As an Alice Springs lawyer and politician, I am keenly interested in the national debate about violence in Aboriginal communities. That's why I read the Law Council's submission entitled Recognition of Cultural Factors in Sentencing. It was an infuriating read.
I should declare an interest. I have twice introduced bills into the Northern Territory parliament seeking changes to the Sentencing Act so that customary law is removed from the deliberations of the court in criminal matters.
My first attempt was in 2003, and again last year. My third attempt will be in August this year. The Territory Government has already indicated that no changes to legislation will be supported.
Having read the Law Council's submission, which was prepared for the Council of Australian Governments, it is clear to me that the insidious way customary law is used to benefit violent Aboriginal men is conveniently ignored or, perhaps, simply not understood. This may explain why there has been a hysterical rejection of any consideration of the removal of customary law for sentencing purposes by some in the legal profession.
The Law Council's submission states that "there has been no case in which the court has accepted such evidence (customary law) as justification or excuse for violent behaviour". If this were the case, why then did all governments deem it necessary to agree at COAG that "no customary law or cultural practice excuses, justifies, authorises, requires, or lessens the seriousness of violence or sexual abuse", and why did they agree that the laws of all jurisdictions will reflect this?
Put simply, if customary law is not meant to "lessen the seriousness of violence" why do violent Aboriginal men seek to rely on it for sentencing purposes when the aim of doing so is to lessen the sentence?
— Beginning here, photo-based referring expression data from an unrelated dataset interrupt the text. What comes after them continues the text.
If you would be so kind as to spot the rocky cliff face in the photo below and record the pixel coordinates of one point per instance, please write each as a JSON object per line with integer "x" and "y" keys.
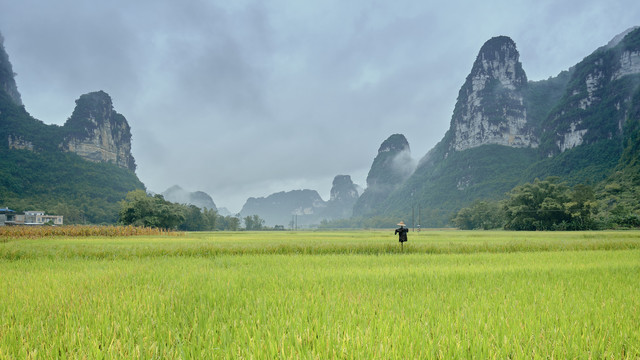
{"x": 490, "y": 107}
{"x": 98, "y": 133}
{"x": 598, "y": 96}
{"x": 7, "y": 76}
{"x": 390, "y": 168}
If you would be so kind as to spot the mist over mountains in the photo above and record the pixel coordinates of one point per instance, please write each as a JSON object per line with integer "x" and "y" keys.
{"x": 505, "y": 130}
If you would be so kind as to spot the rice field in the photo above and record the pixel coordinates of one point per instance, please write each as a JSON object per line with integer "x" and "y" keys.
{"x": 322, "y": 295}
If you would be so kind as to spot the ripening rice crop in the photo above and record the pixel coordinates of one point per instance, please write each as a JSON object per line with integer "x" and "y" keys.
{"x": 34, "y": 232}
{"x": 180, "y": 301}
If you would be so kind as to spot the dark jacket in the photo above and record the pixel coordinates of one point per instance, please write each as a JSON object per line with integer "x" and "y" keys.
{"x": 402, "y": 233}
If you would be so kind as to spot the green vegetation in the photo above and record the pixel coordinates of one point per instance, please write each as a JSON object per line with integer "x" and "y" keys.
{"x": 45, "y": 178}
{"x": 89, "y": 193}
{"x": 481, "y": 295}
{"x": 142, "y": 209}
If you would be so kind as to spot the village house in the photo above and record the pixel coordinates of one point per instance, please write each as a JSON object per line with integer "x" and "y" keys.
{"x": 10, "y": 217}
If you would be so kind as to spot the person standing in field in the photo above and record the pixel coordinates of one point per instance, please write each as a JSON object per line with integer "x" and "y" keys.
{"x": 402, "y": 233}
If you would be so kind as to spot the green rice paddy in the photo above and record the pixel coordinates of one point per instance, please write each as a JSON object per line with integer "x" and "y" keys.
{"x": 323, "y": 295}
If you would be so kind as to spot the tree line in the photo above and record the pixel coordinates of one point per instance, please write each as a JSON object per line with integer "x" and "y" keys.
{"x": 142, "y": 209}
{"x": 546, "y": 205}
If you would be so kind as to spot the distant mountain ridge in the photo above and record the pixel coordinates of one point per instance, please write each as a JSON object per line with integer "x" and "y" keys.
{"x": 80, "y": 170}
{"x": 179, "y": 195}
{"x": 304, "y": 207}
{"x": 506, "y": 130}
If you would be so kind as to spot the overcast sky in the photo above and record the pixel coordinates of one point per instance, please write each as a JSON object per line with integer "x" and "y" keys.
{"x": 246, "y": 98}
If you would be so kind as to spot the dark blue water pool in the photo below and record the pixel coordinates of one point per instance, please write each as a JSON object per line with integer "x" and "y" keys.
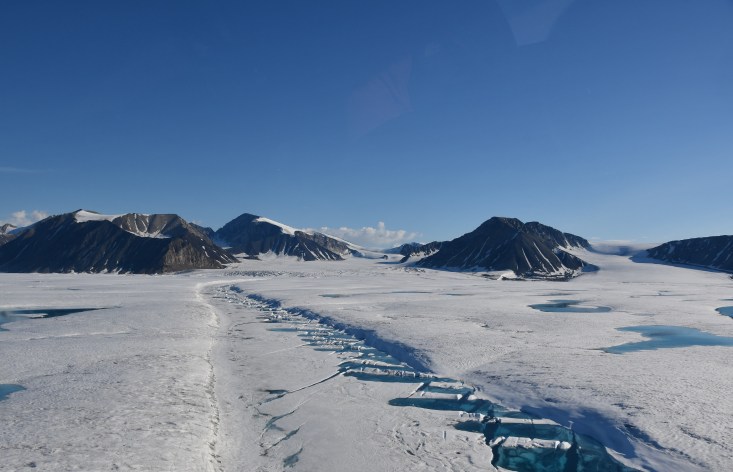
{"x": 726, "y": 311}
{"x": 7, "y": 389}
{"x": 569, "y": 306}
{"x": 519, "y": 441}
{"x": 664, "y": 337}
{"x": 6, "y": 316}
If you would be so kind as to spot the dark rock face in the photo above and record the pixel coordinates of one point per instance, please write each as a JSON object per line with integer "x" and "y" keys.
{"x": 210, "y": 233}
{"x": 5, "y": 233}
{"x": 714, "y": 252}
{"x": 529, "y": 250}
{"x": 254, "y": 235}
{"x": 556, "y": 238}
{"x": 130, "y": 243}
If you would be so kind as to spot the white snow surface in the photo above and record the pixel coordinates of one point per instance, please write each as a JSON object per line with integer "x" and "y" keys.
{"x": 173, "y": 376}
{"x": 82, "y": 216}
{"x": 285, "y": 228}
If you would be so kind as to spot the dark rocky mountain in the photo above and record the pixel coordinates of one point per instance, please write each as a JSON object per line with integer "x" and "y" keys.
{"x": 419, "y": 250}
{"x": 6, "y": 233}
{"x": 253, "y": 235}
{"x": 556, "y": 237}
{"x": 714, "y": 252}
{"x": 530, "y": 250}
{"x": 210, "y": 233}
{"x": 84, "y": 241}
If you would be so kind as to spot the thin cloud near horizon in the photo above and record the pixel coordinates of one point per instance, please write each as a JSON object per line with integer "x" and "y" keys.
{"x": 368, "y": 236}
{"x": 22, "y": 218}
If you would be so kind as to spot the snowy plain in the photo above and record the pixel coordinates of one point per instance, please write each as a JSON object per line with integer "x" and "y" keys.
{"x": 182, "y": 372}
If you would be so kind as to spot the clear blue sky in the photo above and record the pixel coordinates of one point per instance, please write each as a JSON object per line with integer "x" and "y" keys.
{"x": 608, "y": 119}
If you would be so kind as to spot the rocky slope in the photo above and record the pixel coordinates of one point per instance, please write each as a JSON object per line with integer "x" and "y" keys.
{"x": 529, "y": 250}
{"x": 5, "y": 233}
{"x": 85, "y": 241}
{"x": 254, "y": 235}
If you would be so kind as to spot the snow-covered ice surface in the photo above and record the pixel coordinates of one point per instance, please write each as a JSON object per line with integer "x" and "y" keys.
{"x": 127, "y": 387}
{"x": 188, "y": 371}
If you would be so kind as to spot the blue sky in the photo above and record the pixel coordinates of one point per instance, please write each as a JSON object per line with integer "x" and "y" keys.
{"x": 611, "y": 120}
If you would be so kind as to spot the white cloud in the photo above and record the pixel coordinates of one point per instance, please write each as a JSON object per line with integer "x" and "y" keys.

When talking about her research for her doctoral thesis in a Lateline interview on this topic, the Territory's Crown prosecutor Nanette Rogers said she was "taken aback at how much emphasis was placed on Aboriginal customary law in terms of placing the offender in the best light, and how it closed off the voices of Aboriginal women".
She went on to say that "sometimes Aboriginal cultural practices do not benefit the victims. They benefit, more often than not, the offender, and if it means criticising those Aboriginal practices that constrain victims or witnesses from giving evidence and ensure the ability of the offender to keep behaving in exactly the (same) way, then why should there be an Aboriginal cultural practice that sustains that?"
Let's be clear: customary law is a shield behind which violent Aboriginal men hide. It is an unconscionable mechanism by which an offender's criminality is excused or reduced. Anyone who doubts that this occurs, and occurs often, should visit the Local or Supreme Courts in Alice Springs and Darwin.
Customary law, in all its guises, is used frequently in Territory courts in an attempt to mitigate an offender's criminality.
A visitor to our courts will see cases where defence lawyers urge the court to take into account the fact that some violent men have been subjected to payback, and ask the court to take that into account when sentencing.
Sometimes, defence lawyers argue that a woman victim referred to men's business that made her attacker angry, which is why he beat her. On other occasions, courts hear how violent men are initiated and have ceremonial responsibilities and are asked to take these into account when sentencing.